Un projet monumental se dessine sur le fleuve Yarlung Zangbo, promettant de tripler la production d’énergie d’une célèbre centrale hydraulique. Ce complexe hydroélectrique, d’une ampleur inédite, pourrait même influencer la rotation de la Terre, suscitant à la fois fascination et inquiétude face aux enjeux géopolitiques qui en découlent.
Les changements n’auraient pas d’effets réels, mais montrent la puissance de cette infrastructure

La Chine fait partie des plus grands investisseurs en infrastructures, ayant déjà démontré ses capacités avec la construction du plus long pont au monde, mais elle développe également des ponts-tunnels capables de battre des records. Actuellement, un projet monumental est en cours, une nouvelle Grande Muraille, mais cette fois-ci aquatique.
Il s’agit du plus grand complexe de barrages hydroélectriques du monde sur le fleuve Yarlung Zangbo entre le Tibet et l’Inde. Sa mission est de générer trois fois plus d’énergie que le plus grand barrage actuel, également situé en Chine, le Barrage des Trois Gorges.
Une méga-structure aux capacités titanesques
Avec un coût estimé à 137 milliards de dollars, cette nouvelle infrastructure pourra produire suffisamment d’énergie pour alimenter 300 millions de personnes, soit presque un tiers de la population chinoise. Selon le South China Morning Post, elle devrait tripler l’énergie produite par le Barrage des Trois Gorges.
Le choix du fleuve Yarlung Zangbo n’est pas anodin. Sa localisation géographique offre une forte pente naturelle, due à une topographie abrupte, permettant d’exploiter au maximum le potentiel hydroélectrique de l’eau qui s’écoule du Tibet vers l’Inde. C’est une région vraiment montagneuse, ce qui rend possible l’alimentation énergétique de millions de personnes.
Ce complexe de barrages surpassera toutes les infrastructures existantes dans le monde en matière de capacité de production d’énergie. Il est important de souligner que le Barrage des Trois Gorges a déjà prouvé sa puissance en provoquant de légères variations dans la rotation de la Terre à cause de sa masse d’eau considérable. Le nouveau barrage pourrait reproduire cet effet, déplaçant la planète de manière imperceptible mais mesurable, comme cela s’est produit dans le passé. Après tout, il sera encore plus grand.
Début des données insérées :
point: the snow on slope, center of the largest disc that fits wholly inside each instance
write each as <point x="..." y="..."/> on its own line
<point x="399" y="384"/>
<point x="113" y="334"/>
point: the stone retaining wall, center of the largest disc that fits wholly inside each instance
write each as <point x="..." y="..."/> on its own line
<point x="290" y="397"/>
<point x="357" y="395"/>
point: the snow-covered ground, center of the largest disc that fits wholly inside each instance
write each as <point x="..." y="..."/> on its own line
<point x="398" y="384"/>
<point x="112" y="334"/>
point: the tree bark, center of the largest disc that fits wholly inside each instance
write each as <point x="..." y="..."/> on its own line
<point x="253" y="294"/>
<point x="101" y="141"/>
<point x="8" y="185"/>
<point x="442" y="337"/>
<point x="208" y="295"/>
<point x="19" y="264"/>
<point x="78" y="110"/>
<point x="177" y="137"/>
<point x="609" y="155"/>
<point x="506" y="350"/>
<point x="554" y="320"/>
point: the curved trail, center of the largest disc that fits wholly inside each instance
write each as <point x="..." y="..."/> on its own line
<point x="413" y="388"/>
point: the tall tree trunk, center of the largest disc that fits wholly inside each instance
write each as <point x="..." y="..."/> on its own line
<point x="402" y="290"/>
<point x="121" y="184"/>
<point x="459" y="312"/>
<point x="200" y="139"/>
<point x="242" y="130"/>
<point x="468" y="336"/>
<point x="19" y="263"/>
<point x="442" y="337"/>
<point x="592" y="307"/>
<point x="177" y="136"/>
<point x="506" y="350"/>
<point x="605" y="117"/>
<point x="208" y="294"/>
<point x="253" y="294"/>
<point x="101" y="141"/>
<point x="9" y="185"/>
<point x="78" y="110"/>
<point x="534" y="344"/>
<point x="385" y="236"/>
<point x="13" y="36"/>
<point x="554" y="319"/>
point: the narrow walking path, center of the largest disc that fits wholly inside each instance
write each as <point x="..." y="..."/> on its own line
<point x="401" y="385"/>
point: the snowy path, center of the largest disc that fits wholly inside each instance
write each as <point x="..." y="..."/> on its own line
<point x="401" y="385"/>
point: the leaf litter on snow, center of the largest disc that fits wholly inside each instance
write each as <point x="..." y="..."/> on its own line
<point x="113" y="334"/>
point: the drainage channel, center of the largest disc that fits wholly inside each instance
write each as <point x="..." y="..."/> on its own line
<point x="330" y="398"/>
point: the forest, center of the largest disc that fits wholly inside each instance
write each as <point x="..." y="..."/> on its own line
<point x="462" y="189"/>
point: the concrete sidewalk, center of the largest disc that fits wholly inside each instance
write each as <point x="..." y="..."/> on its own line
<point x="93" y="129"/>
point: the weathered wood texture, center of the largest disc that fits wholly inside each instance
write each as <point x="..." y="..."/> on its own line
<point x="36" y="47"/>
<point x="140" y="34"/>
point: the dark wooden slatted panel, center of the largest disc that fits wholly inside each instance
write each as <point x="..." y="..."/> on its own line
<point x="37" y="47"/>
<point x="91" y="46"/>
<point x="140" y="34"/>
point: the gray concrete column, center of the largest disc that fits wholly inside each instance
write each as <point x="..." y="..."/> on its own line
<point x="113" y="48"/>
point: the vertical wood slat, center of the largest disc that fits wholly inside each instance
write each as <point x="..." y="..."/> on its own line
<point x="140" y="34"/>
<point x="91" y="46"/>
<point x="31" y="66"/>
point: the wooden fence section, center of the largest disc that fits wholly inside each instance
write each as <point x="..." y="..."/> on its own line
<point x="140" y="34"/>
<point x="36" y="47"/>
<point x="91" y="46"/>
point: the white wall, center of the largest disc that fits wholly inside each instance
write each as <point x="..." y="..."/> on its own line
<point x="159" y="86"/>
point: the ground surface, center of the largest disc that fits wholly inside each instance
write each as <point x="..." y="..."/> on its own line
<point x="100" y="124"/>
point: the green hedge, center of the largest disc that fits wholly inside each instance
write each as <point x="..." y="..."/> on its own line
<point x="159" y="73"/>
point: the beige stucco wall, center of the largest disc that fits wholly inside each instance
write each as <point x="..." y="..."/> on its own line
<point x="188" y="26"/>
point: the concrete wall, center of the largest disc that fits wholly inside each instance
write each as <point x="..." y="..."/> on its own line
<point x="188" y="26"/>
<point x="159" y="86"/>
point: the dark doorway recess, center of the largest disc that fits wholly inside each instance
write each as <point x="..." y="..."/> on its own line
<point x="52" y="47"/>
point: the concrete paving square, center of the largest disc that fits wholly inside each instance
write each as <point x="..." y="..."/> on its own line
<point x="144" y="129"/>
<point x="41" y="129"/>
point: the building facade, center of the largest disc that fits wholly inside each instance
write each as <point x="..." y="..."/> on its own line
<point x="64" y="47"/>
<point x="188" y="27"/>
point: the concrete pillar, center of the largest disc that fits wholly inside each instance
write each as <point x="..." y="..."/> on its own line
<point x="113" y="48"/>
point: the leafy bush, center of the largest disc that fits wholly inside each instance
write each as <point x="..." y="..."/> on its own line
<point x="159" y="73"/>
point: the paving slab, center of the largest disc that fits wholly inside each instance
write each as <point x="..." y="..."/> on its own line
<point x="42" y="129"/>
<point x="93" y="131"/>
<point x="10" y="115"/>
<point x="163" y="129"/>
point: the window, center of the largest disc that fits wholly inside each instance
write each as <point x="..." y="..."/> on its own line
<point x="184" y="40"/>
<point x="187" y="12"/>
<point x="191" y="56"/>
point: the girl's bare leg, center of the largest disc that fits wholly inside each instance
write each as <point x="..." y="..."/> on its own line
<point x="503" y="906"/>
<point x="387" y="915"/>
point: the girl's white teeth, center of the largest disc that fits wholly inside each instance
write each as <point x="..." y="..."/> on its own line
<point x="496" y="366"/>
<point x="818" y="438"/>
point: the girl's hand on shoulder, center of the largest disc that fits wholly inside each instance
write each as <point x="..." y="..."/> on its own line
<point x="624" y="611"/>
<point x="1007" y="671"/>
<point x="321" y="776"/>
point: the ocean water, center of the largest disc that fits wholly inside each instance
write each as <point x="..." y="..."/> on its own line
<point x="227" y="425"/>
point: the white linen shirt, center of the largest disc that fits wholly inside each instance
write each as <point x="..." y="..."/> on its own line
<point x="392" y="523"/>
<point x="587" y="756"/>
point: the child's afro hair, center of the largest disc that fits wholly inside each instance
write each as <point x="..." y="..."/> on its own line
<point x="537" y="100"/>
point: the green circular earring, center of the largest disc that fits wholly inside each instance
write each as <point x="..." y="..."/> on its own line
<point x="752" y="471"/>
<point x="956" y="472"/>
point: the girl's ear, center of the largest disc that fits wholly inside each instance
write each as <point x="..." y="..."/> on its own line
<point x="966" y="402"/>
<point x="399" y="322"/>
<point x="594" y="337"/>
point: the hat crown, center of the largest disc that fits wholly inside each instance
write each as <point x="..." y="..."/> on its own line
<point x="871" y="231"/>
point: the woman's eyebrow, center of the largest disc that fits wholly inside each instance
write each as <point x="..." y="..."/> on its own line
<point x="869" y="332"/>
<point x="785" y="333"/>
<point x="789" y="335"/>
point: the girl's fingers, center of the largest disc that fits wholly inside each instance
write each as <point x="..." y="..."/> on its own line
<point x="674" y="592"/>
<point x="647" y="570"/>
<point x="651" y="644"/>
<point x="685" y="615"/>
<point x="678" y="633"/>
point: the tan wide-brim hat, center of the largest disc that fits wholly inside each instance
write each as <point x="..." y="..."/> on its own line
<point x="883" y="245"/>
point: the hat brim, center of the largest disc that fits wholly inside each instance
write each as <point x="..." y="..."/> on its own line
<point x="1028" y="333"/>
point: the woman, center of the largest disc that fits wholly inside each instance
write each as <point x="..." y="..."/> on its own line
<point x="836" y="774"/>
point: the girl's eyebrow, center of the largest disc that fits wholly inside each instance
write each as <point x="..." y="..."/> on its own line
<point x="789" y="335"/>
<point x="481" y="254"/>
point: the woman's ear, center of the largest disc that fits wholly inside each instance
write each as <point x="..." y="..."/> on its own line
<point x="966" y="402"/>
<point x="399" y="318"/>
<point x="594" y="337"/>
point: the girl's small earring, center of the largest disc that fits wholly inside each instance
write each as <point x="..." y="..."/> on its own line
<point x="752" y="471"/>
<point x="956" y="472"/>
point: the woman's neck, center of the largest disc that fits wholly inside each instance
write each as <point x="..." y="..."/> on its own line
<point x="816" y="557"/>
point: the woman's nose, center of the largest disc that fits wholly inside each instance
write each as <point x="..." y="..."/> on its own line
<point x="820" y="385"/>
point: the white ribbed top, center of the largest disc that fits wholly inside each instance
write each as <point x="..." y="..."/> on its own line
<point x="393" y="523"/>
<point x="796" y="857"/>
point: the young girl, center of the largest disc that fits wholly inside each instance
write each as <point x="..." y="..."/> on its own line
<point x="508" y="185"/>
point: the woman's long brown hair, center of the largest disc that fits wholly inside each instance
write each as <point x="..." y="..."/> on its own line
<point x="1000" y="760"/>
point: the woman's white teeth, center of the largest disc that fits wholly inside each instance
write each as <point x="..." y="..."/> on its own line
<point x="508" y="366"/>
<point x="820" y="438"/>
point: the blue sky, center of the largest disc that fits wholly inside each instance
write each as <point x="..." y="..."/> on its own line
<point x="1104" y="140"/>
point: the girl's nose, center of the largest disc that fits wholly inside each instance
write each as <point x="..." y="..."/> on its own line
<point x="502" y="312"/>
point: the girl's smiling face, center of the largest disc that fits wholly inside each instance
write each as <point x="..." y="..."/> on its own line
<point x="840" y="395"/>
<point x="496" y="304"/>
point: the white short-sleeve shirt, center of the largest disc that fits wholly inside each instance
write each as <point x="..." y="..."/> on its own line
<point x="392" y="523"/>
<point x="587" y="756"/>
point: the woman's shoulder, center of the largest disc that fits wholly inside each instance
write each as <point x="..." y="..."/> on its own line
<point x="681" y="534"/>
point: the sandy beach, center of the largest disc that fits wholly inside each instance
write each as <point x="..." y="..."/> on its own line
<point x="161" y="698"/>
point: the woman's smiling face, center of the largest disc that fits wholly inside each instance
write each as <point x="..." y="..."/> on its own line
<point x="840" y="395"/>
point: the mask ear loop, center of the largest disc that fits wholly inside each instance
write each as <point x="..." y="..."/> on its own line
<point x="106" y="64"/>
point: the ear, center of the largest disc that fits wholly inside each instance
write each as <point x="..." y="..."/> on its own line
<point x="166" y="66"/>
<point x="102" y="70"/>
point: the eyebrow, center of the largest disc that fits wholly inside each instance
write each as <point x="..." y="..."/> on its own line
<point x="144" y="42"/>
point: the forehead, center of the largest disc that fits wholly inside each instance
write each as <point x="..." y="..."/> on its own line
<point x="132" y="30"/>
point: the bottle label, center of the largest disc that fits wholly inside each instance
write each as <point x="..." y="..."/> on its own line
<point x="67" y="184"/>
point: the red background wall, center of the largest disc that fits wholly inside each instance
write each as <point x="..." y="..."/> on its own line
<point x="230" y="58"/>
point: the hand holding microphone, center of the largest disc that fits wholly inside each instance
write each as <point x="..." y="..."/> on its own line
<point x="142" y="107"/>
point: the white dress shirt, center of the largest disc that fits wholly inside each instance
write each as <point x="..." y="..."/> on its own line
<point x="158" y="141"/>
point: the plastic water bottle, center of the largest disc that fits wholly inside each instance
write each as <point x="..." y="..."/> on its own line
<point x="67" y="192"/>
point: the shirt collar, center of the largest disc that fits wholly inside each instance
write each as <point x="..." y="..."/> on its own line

Dans tous les cas, ces variations dans la rotation de la Terre sont minimes, mais témoignent de l’ampleur de cette création. Elles n’ont pas d’effet réel sur la vie sur Terre. De plus, il s’agit encore d’un projet qui n’a pas encore été lancé, il faudra attendre, car aucun calendrier n’est disponible et il est prévu que des informations supplémentaires soient révélées lors du prochain plan quinquennal du pays.
Préoccupations géopolitiques
L’Inde a exprimé des inquiétudes quant à l’impact que cette méga-structure pourrait avoir sur son territoire, car le fleuve Yarlung Zangbo continue son cours vers le pays, devenant le fleuve Brahmapoutre. Le contrôle par la Chine du débit de l’eau pourrait affecter directement les communautés indiennes qui dépendent de cette ressource, et de plus, les relations entre les deux pays ne sont pas toujours amicales, étant souvent en conflit sur des questions frontalières.
Par ailleurs, la zone où le barrage sera construit est sismiquement active, ce qui constitue un problème supplémentaire majeur pour le projet. Cependant, les autorités chinoises assurent avoir mené des études géologiques approfondies pour garantir la sécurité de la structure et minimiser les risques en cas de tremblements de terre qui pourraient être fatals pour une construction aussi gigantesque que celle qui est envisagée.
La Chine démontre ainsi sa puissance en matière d’infrastructures à un niveau impressionnant.